Interview: Jodie Foster

Every Thanksgiving, while family members whipped up a turkey dinner in the kitchen, Jodie Foster would sit in front of the TV and watch The Twilight Zone. “Every single year,” she recalls. “It was like a 48-hour marathon. Non-stop Twilight Zone. It was my favourite thing.” Today, when Empire meets her on an appropriately bleak January morning in an appropriately bleak part of west London, she’s finishing post-production work on Black Mirror — the Netflix show routinely described as The Twilight Zone’s sp­iritual successor — for which she’s directed a new episode.

Foster’s ‘Arkangel’ is one of the entries in the latest anthology and, following a shoot in Hamilton, Ontario, she’s now in Twickenham, where Empire’s been invited to see some raw footage.
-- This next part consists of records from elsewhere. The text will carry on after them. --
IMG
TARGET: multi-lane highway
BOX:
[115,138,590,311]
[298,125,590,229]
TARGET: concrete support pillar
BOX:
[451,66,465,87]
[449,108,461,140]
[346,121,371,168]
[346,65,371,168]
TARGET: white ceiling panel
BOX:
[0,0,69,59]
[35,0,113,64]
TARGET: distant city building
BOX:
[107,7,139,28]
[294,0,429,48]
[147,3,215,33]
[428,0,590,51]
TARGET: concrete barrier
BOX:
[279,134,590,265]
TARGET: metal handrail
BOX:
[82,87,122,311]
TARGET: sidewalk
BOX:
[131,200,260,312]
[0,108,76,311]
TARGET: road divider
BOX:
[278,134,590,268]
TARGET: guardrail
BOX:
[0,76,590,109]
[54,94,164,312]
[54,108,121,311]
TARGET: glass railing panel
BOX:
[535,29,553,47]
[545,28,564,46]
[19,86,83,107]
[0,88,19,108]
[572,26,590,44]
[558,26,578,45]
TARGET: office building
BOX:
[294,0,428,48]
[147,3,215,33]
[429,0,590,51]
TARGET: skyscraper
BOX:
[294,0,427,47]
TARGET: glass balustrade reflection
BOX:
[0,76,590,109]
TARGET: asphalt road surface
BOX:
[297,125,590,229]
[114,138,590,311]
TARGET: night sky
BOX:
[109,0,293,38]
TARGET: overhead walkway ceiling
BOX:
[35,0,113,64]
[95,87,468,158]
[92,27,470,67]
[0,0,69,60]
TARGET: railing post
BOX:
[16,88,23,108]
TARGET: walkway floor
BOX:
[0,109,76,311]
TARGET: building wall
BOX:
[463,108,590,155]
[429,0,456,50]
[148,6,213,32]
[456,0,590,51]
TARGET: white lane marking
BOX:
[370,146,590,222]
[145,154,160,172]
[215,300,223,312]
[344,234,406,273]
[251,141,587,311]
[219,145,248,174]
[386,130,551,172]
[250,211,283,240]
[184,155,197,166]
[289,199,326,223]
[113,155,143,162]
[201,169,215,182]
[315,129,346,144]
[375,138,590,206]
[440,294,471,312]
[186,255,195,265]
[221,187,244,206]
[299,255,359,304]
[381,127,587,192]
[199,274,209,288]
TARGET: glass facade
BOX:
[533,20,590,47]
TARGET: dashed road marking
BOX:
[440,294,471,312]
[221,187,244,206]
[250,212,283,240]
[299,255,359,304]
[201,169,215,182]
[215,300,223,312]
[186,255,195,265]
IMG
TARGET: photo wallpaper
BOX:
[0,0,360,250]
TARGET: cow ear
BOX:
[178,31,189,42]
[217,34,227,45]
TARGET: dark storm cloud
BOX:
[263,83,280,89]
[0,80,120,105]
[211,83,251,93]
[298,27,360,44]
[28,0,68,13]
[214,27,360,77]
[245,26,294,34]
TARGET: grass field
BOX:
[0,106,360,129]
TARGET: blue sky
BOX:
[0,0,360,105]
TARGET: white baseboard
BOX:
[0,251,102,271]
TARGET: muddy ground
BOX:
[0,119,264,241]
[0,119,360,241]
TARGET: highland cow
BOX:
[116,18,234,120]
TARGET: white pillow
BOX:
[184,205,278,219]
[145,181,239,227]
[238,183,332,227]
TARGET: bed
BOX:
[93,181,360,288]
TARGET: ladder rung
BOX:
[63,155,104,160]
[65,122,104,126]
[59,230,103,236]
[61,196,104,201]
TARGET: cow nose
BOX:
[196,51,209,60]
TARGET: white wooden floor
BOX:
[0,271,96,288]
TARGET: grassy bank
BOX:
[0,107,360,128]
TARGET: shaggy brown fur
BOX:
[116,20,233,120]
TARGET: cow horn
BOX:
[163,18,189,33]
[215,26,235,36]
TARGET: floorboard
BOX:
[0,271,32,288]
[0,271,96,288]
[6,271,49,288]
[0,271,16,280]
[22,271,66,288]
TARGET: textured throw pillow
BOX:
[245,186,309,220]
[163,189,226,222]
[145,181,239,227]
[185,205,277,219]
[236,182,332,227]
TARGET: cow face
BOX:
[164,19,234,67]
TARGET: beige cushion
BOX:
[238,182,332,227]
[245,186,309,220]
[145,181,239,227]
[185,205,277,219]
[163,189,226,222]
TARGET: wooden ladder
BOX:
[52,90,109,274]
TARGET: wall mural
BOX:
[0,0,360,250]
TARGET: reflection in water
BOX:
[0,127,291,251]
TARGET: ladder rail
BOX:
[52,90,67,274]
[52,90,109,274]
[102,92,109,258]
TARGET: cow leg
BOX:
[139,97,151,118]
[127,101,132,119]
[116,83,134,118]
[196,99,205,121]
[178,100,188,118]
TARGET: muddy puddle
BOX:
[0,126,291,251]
Together we watch Rosemarie DeWitt fretting over her missing child and running down a grim-looking street in the Canadian steel town. In stark contrast to another new-season episode which riffs on Star Trek (‘USS Callister’), Foster describes her episode as “raw and real, like an indie movie”. There’s certainly a grey, muted feel to the footage we’re shown, despite the typically near-future technology at the episode’s heart — which here enables Hola (DeWitt) to monitor her daughter (Sarah Abbott) in a truly unsettling way. Think Ken Loach by way of Philip K. Dick.
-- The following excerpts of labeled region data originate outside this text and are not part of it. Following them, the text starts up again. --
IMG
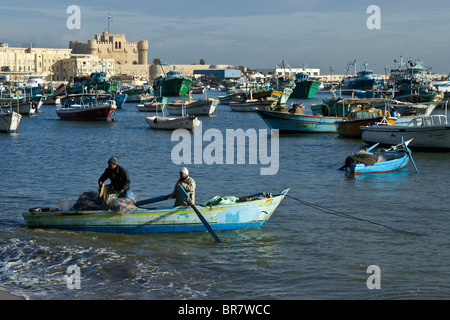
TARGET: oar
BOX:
[177,186,222,242]
[136,196,168,206]
[367,142,380,152]
[402,137,419,173]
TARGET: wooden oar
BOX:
[177,186,222,242]
[402,137,419,173]
[136,196,168,206]
[367,142,380,152]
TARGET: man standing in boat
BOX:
[98,157,130,200]
[167,167,195,207]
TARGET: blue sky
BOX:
[0,0,450,74]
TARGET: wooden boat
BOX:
[22,189,289,233]
[122,86,152,102]
[336,108,396,138]
[217,92,244,104]
[145,115,200,131]
[228,99,277,112]
[228,91,278,112]
[56,100,116,121]
[136,100,166,112]
[166,99,219,115]
[340,141,417,175]
[291,72,321,99]
[360,115,450,151]
[57,93,128,108]
[255,108,342,133]
[0,110,22,133]
[0,97,44,116]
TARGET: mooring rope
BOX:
[286,195,424,236]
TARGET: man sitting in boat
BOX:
[98,157,130,200]
[167,167,195,207]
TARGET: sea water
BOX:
[0,91,450,300]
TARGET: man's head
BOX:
[180,167,189,179]
[108,157,118,169]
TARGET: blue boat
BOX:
[340,141,418,175]
[22,188,289,233]
[255,108,342,133]
[60,93,128,108]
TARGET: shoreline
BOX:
[0,290,26,300]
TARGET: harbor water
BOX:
[0,90,450,300]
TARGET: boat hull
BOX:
[145,116,200,130]
[166,99,218,115]
[56,101,116,121]
[256,110,342,133]
[0,99,44,116]
[228,100,277,112]
[349,154,409,175]
[336,117,383,139]
[290,80,321,99]
[361,125,450,151]
[22,189,289,233]
[155,78,192,97]
[0,111,22,133]
[136,102,166,112]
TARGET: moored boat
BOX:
[290,72,321,99]
[340,141,417,175]
[22,189,289,233]
[0,97,44,116]
[145,115,200,131]
[0,110,22,133]
[166,99,219,115]
[360,115,450,151]
[256,107,342,133]
[154,70,192,97]
[56,100,116,121]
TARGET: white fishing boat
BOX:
[0,110,22,133]
[166,99,219,115]
[228,98,277,112]
[0,98,44,116]
[145,104,201,131]
[145,115,200,131]
[56,100,117,121]
[136,101,166,112]
[360,115,450,151]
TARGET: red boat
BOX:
[56,100,117,121]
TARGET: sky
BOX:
[0,0,450,74]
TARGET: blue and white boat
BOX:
[22,188,289,233]
[60,93,128,108]
[255,108,342,133]
[340,141,418,175]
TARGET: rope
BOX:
[285,195,424,236]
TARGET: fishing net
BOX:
[345,151,383,167]
[72,191,137,213]
[204,196,239,207]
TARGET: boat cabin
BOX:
[408,114,447,127]
[346,108,390,121]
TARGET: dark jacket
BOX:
[98,165,130,192]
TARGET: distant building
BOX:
[274,66,320,78]
[69,31,148,65]
[69,31,150,78]
[0,43,72,78]
[53,54,115,81]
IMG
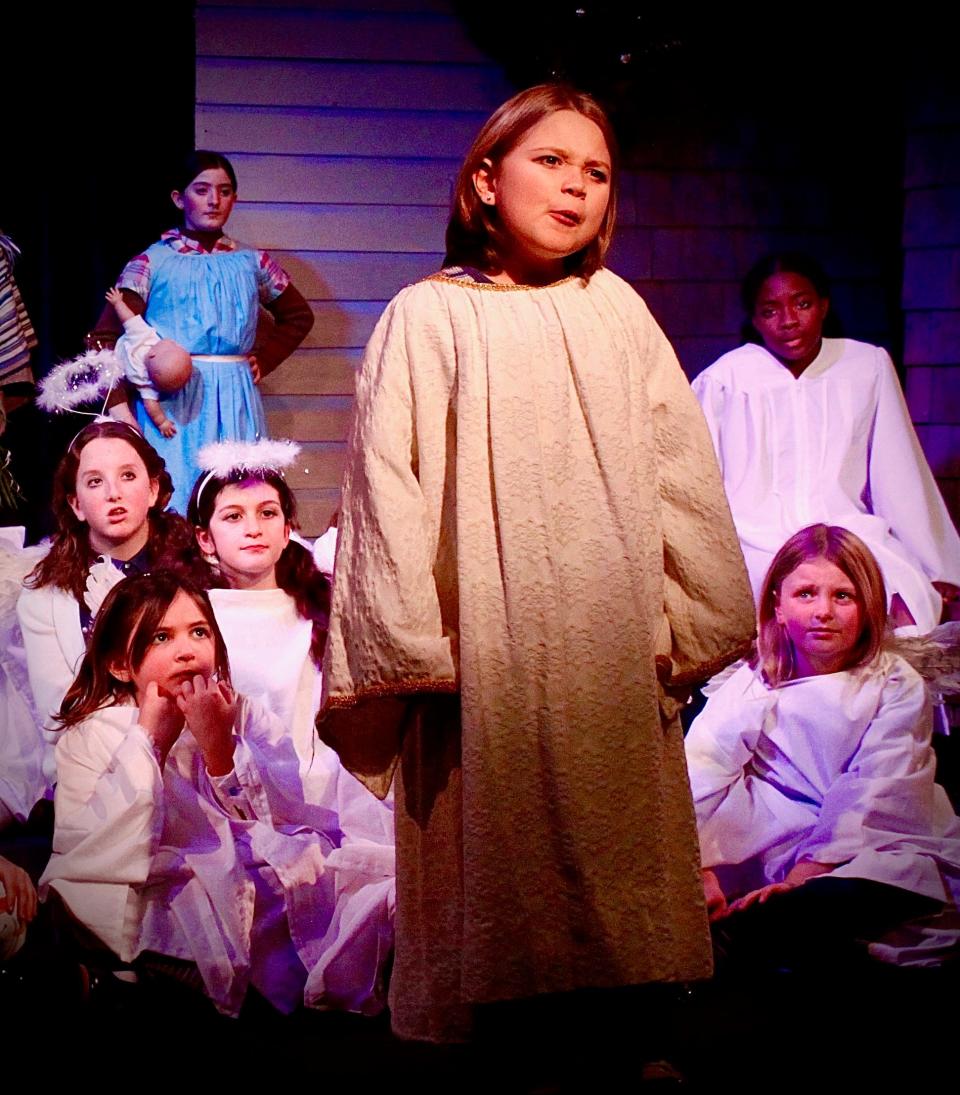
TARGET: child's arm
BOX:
[0,855,36,922]
[141,395,176,437]
[106,288,137,323]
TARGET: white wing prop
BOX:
[83,555,124,616]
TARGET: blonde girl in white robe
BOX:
[42,574,392,1015]
[693,252,960,634]
[685,525,960,966]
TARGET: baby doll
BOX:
[106,289,194,437]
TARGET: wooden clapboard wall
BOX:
[196,0,902,534]
[196,0,511,535]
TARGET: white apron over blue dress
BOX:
[127,242,267,514]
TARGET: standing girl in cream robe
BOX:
[685,525,960,968]
[319,85,753,1040]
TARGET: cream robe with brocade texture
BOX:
[320,270,753,1040]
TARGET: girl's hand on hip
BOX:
[140,681,183,768]
[176,673,236,775]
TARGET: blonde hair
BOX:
[753,525,887,687]
[443,83,618,278]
It was Foster’s love of The Twilight Zone that brought her to Black Mirror. Last year, she had lunch with a Netflix executive (Foster had previously directed episodes of Orange Is The New Black for the streaming service) and found herself complaining that Hollywood doesn’t make “short features” anymore. “I think the short story is the most perfect art form,” she says. “Today, they’re all about the big, epic franchise movies, or television made in eight seasons.” Following that, Netflix put her in touch with Charlie Brooker, Black Mirror’s writer and creator, and within days she had joined the show’s roster of guest directors (including Joe Wright and John Hillcoat). “What’s interesting working with Jodie Foster,” says Brooker, speaking to Empire later, “is that you have to stop your brain screaming ‘It’s Jodie Foster!’ every two minutes. I think I managed to mask it.”

Brooker describes ‘Arkangel’ as “a mother daughter story, but not as boring as that sounds”, and Foster admits part of the appeal was the definitely-not-boring mother-daughter relationship she experienced herself. “It’s hard to describe it,” Foster says. “My mom was a single parent, she was my manager, she was my work life. It was… unusual.” This feeds into a key theme of ‘Arkangel’: learning to loosen a tight parental leash. “It’s all about the struggle between mother and daughter — wanting to create a woman who doesn’t have the fears you have, yet still wanting control over her. It means you sometimes have to kick your parents in the teeth.” Having found herself frustrated with the studio system (“there’s a lot of dumb notes and dumb ideas…), Foster’s relishing the creative freedom that comes with a Netflix gig. Though she’d like you to treat her episode like you’d treat one of her films. “I make movies that require people to pay attention,” she says, “so I always prefer it when people aren’t looking at their phone. Or cooking dinner.” Maybe not one for a Thanksgiving marathon, then.

First published in Empire, December 2017.